The looming presence of armed police personnel everywhere feels a bit irksome. My driver, Rashidji, senses my discomfort and mentions that there is no danger for tourists in Kashmir, as they fund the local economy. According to him, the media only highlights stray terrorist incidents in the valley, giving it the impression of being unsafe. Reminiscing about the ‘dark days’ of the nineties when the state was like a fortress and people didn’t come out of their homes for days, he says, “We lost a lot during that time. Our children didn’t go to school for four years. There were mornings when I would leave my house telling my wife that inshallah, I may or may not see her in the evening.” He adds that the government has done a lot in the past few years, and that things are much under control now.
A hue of blinding white surrounds me in Sonamarg — clearly the winter snow is still fresh, yet the sun adds a sparkling yellow tinge. The place makes for a pleasant picnic spot.
Later in the evening, there are some new dishes for me to feast on: mutton dhania korma, mirchi korma, alu bukhara, roast chicken, tabak maaz (fried lamb ribs) and dum aloo.
Day 3: Srinagar
The next morning, I set out to explore the city. We drive onto a road around the open Dal Lake. I notice fountains on some parts of the lake as we visit the famous Mughal gardens one by one — Nishat Bagh and Shalimar Bagh — housing a collection of some of the most exotic pansies, calendulas, asters, daffodils and butter poppies. The 17th century gardens are extremely well maintained and Pari Mahal even provides an aerial view of the whole city. But undoubtedly, the one that will remain etched in my memory forever is the Indira Gandhi Memorial Tulip Garden. With rows and rows of colourful tulips in full bloom, it’s like a giant bedspread of flowers in which you want to drown yourself!

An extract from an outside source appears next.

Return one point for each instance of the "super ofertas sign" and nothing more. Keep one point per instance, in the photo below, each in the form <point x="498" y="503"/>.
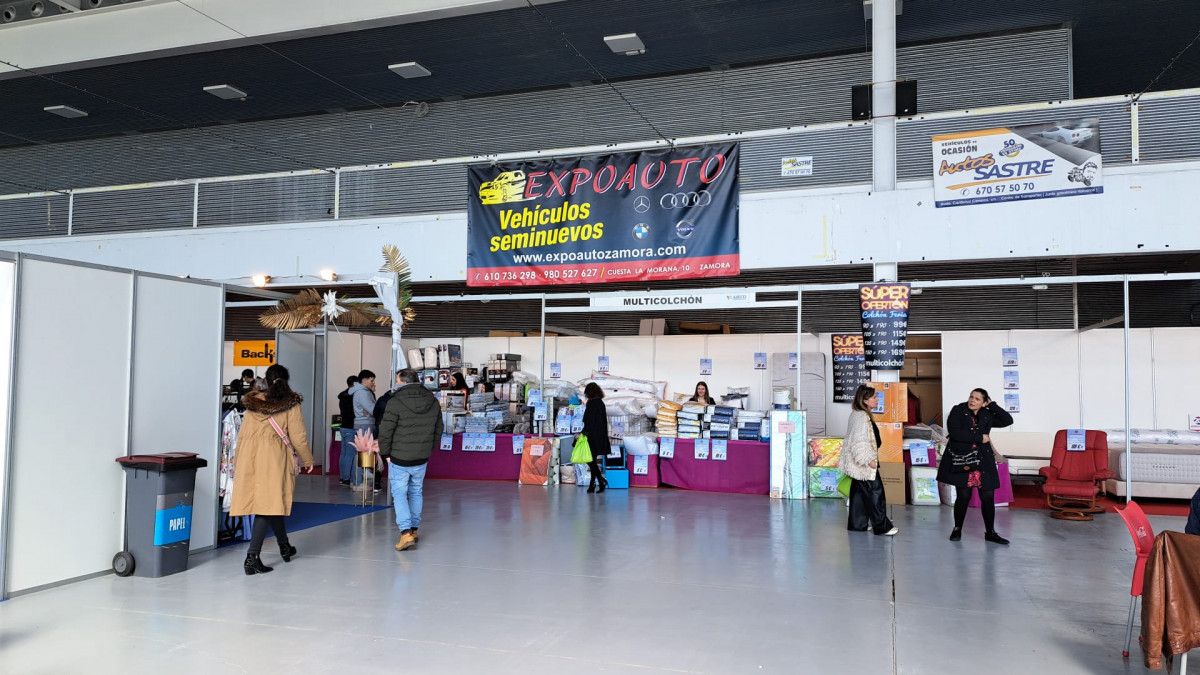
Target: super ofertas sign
<point x="630" y="216"/>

After that visual fiesta, we drive further towards Pahalgam. The town flows along the Lidder River and is famous for trout fishing. On the way, Rashidji enthusiastically points out all the sites where popular Bollywood films have been shot.
The temperature noticeably dips here, but luckily the hotel has a traditional bukhāri heater. After checking in, I walk around the market area. There are shops selling Pashmina shawls, carpets, papier-mâché crafts and other indigenous accessories. The locals seem snug with little kangris surreptitiously concealed under their phirans.
Day 4: Pahalgam
The next morning, I go sightseeing to Betab valley which has open gardens. Next up is Aru valley, a wildlife sanctuary. Tourists take pony rides and buy clothes having the famous local embroidery (kashida). I also pick up some almonds, dried apricots, figs, cumin, black jeera and kernel seeds to carry back home.
Day 5: Gulmarg
Early the next morning, I leave for Gulmarg. One of the prettiest summer resorts in the valley, it has the highest golf course in the world. What’s surprising though is that Gulmarg has no residents. It’s certainly a lot colder here as I peep out of the window at what looks like a stunning white sheet spread all over the mountains! The hotel has large open windows that provide a great view of the landscape, and the décor reeks of old-world charm. I check into my little cottage and decide not to waste any of the bright sunshine. A short jaunt downhill brings me to the city marketplace.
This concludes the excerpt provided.